First performed in Paris in 1748, Rameau's Zaïs has not been heard complete in the UK until now. Its revival forms part of the Rameau Project, a collaboration between the Orchestra of the Age of Enlightenment and Oxford University, headed by the conductor-musicologist Jonathan Williams, which aims to re-examine the composer's relatively neglected output and to produce new editions of a number of his scores.
Zaïs, however, proves to be a difficult piece in some respects. An exercise in pastoral, its subject pre-empts both Mozart's Così fan tutte and Die Zauberflöte. Zaïs, king of the sylphs, posing as a shepherd and enamoured of the mortal shepherdess Zélidie, is ordered by the god of love to test her fidelity and so disguises himself as his best friend, Cindor, in an attempt to seduce her.
Masonic imagery underscores the ordeals that follow, but there's no attempt to question the narrative's morality, and unusually for Rameau, often a great psychologist, the characters are ciphers. His interest is primarily in the underlying metaphysics. The extraordinary overture, in which music itself seems to coalesce out of rhythmic dislocation, depicts the emergence of the primary elements from chaos, and the subsequent prologue finds Oromazès, king of the spirits, creating the world. It's one of the great sequences of 18th-century music, but the opera that follows never equals it in inspiration.

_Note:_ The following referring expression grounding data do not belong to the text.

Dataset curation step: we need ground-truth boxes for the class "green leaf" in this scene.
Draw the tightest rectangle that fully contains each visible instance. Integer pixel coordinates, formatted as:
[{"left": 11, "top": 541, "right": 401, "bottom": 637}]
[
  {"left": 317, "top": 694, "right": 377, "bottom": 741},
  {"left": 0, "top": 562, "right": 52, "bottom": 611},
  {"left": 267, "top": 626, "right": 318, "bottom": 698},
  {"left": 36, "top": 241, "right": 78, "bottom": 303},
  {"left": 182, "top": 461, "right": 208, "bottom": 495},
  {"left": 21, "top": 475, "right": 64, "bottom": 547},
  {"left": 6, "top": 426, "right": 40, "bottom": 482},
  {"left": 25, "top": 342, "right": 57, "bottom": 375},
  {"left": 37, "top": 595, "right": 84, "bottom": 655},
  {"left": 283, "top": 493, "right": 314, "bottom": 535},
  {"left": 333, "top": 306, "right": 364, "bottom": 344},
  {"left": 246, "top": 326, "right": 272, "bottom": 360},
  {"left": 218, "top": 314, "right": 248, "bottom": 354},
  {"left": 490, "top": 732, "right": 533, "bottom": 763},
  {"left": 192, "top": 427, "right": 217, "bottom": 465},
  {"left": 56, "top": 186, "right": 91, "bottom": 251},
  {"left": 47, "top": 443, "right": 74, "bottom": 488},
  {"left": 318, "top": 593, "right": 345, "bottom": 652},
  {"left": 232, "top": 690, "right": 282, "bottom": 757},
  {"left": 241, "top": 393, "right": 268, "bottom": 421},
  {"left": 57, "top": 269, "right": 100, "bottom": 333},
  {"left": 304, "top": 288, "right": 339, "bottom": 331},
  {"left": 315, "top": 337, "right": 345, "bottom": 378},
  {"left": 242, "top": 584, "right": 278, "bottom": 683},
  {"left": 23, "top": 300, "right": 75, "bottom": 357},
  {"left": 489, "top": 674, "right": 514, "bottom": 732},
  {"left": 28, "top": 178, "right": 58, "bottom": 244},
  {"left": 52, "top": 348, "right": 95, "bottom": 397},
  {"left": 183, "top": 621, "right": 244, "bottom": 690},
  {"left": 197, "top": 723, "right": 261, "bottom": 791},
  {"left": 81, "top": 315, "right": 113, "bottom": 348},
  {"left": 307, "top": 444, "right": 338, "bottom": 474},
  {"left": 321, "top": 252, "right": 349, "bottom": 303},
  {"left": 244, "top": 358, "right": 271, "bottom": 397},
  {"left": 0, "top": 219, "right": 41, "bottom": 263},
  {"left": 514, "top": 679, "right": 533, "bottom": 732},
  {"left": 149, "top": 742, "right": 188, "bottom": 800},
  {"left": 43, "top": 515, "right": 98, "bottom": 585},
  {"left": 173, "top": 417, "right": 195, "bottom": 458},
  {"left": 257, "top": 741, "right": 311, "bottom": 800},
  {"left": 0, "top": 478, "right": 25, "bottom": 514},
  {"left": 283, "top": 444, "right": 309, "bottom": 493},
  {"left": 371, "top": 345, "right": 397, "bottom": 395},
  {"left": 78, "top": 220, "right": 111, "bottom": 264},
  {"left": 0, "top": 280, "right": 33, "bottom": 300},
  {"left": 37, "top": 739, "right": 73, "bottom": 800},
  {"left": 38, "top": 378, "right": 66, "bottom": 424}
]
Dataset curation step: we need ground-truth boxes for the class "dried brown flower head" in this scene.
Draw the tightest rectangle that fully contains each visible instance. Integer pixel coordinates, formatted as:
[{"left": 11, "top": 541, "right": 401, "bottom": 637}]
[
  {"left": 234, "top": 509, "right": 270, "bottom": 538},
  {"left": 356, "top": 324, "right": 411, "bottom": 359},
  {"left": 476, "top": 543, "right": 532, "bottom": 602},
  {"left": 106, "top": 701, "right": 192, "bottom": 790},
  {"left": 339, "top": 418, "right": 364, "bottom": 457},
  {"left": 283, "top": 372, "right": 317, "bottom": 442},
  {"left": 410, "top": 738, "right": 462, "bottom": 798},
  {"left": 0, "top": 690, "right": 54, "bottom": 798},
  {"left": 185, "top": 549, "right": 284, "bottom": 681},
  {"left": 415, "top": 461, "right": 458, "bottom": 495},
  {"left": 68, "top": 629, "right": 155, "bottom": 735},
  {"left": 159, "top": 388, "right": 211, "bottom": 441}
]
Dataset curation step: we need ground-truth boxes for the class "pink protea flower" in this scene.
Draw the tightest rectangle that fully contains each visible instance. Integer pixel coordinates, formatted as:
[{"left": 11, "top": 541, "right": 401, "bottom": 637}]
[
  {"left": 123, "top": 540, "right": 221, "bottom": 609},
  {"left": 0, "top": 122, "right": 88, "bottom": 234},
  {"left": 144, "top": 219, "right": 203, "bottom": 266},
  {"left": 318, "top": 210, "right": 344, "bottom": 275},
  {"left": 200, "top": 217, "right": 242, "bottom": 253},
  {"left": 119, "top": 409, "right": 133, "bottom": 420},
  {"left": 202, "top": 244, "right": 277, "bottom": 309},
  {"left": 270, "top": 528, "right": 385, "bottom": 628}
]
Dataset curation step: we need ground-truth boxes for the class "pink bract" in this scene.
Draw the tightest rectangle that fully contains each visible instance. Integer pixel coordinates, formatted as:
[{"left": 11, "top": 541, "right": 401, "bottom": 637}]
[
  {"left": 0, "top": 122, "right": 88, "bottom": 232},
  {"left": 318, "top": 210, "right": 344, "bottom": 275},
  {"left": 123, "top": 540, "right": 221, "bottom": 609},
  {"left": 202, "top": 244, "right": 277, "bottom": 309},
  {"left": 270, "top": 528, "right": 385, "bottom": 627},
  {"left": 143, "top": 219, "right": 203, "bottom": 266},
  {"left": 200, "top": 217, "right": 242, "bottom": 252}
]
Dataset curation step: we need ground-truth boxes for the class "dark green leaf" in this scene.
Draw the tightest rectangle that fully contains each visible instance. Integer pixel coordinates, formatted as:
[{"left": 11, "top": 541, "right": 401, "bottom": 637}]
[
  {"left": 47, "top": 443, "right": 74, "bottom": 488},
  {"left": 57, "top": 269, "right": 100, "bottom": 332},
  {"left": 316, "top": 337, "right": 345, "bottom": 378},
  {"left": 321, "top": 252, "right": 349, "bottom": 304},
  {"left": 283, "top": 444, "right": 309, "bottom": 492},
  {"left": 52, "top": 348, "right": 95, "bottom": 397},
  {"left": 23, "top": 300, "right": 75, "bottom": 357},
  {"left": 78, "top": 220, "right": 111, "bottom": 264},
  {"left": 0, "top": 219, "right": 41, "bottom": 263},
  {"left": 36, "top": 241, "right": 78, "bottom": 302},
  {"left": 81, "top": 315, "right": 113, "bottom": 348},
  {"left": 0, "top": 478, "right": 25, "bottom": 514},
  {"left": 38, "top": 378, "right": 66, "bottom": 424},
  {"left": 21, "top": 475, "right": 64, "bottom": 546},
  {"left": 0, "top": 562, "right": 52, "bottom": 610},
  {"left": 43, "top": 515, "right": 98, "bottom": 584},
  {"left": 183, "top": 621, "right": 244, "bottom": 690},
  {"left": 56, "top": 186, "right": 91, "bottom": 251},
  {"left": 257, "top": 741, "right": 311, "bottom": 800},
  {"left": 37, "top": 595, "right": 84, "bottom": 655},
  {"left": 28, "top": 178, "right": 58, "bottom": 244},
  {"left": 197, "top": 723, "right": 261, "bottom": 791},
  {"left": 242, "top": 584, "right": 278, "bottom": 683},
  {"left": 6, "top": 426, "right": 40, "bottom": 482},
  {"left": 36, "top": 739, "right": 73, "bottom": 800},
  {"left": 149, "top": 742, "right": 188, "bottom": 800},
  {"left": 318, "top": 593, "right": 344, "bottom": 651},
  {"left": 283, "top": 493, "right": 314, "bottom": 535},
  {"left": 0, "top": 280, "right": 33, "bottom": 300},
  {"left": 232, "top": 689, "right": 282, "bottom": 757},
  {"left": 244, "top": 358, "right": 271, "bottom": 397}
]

It was finely done here, with wonderfully idiomatic conducting from Williams and playing and choral singing of great verve from the OAE and the Choir of the Enlightenment. The classy cast included Jeremy Budd's elegant if occasionally effortful Zaïs, Louise Alder's refined Zélidie and a star turn from Ashley Riches as the worldly-wise Cindor. The dances, crucial to Rameau's sense of total theatre, were exquisitely choreographed in 18th-century style by Edith Lalonger, and ravishingly performed by Les Plaisirs des Nations.